Piano Note

EVERY CHILD CAN LEARN

More than fifty years ago, Japanese violinist Shinichi Suzuki realized the implications of the fact that children the world over learn to speak their native language with ease. He began to apply the basic principles of language acquisition to the learning of music, and called his method the mother-tongue approach. The ideas of parent involvement, loving encouragement, and constant repetition are some of the special features of the Suzuki approach.


Parent Involvement

Parents attend lessons with the child and serve as “home teachers” during the week. This allows for more productive practice time at home, not to mention built in quality time spent between parents and children. Parents work with the teacher to create an enjoyable learning environment. 

Early Beginning

The early years are crucial for developing mental processes and muscle coordination. Listening to music should begin at birth; formal training may begin at age 4 or 5, but it is never too late to begin.

Listening

Children learn words after hearing them spoken hundreds of times by others. Listening to music every day is important, especially listening to pieces in the Suzuki repertoire so the child knows them immediately and can work towards creating a similar beautiful sound.


Repetition

Constant repetition is essential in learning to play an instrument.
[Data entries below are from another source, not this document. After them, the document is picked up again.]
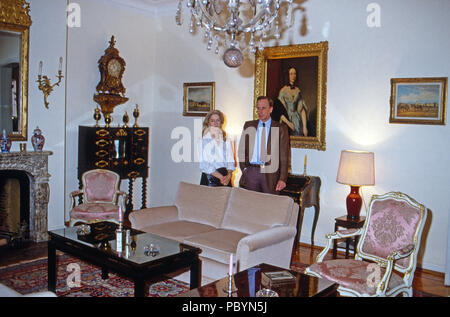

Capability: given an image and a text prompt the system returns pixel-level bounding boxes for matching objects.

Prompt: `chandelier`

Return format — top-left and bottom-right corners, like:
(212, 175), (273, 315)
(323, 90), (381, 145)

(175, 0), (294, 67)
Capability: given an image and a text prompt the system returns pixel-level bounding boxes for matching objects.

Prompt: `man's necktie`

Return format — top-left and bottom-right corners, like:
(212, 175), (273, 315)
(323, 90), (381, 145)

(259, 122), (267, 163)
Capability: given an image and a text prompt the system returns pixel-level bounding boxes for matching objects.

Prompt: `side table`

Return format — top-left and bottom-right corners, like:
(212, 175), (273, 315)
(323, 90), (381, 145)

(333, 216), (366, 259)
(280, 174), (322, 248)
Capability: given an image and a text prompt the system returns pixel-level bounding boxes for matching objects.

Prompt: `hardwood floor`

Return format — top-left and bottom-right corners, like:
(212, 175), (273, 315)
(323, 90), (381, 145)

(292, 243), (450, 297)
(0, 242), (450, 297)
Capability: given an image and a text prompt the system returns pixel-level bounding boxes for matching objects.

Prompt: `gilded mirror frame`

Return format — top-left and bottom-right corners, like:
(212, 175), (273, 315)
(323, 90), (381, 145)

(0, 0), (31, 141)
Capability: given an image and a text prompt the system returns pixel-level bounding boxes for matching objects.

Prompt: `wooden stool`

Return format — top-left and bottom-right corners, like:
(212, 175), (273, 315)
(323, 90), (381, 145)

(333, 216), (366, 259)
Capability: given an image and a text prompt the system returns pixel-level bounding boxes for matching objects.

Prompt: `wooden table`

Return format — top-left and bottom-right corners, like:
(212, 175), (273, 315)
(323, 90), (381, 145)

Children do not learn a word or piece of music and then discard it. They add it to their vocabulary or repertoire, gradually using it in new and more sophisticated ways.

Encouragement

As with language, the child’s effort to learn an instrument should be met with sincere praise and encouragement. Each child learns at his or her own rate— building on small steps so that each one can be mastered. Children are also encouraged to support each other’s efforts, fostering an attitude of generosity and cooperation.


Learning with Other Children

In addition to private lessons, children participate in regular group lessons and performance at which they learn from and are motivated by each other.

Graded Repertoire

Children do not practice exercises to learn to talk, but use language for its natural purpose of communication and self-expression. Pieces in the Suzuki repertoire are designed to present technical problems to be learned in the context of the music rather than through dry technical exercises.

Music Reading

Children learn to read after their ability to talk has been well established. in the same way, children should develop basic technical competence on their instruments before being taught to read music.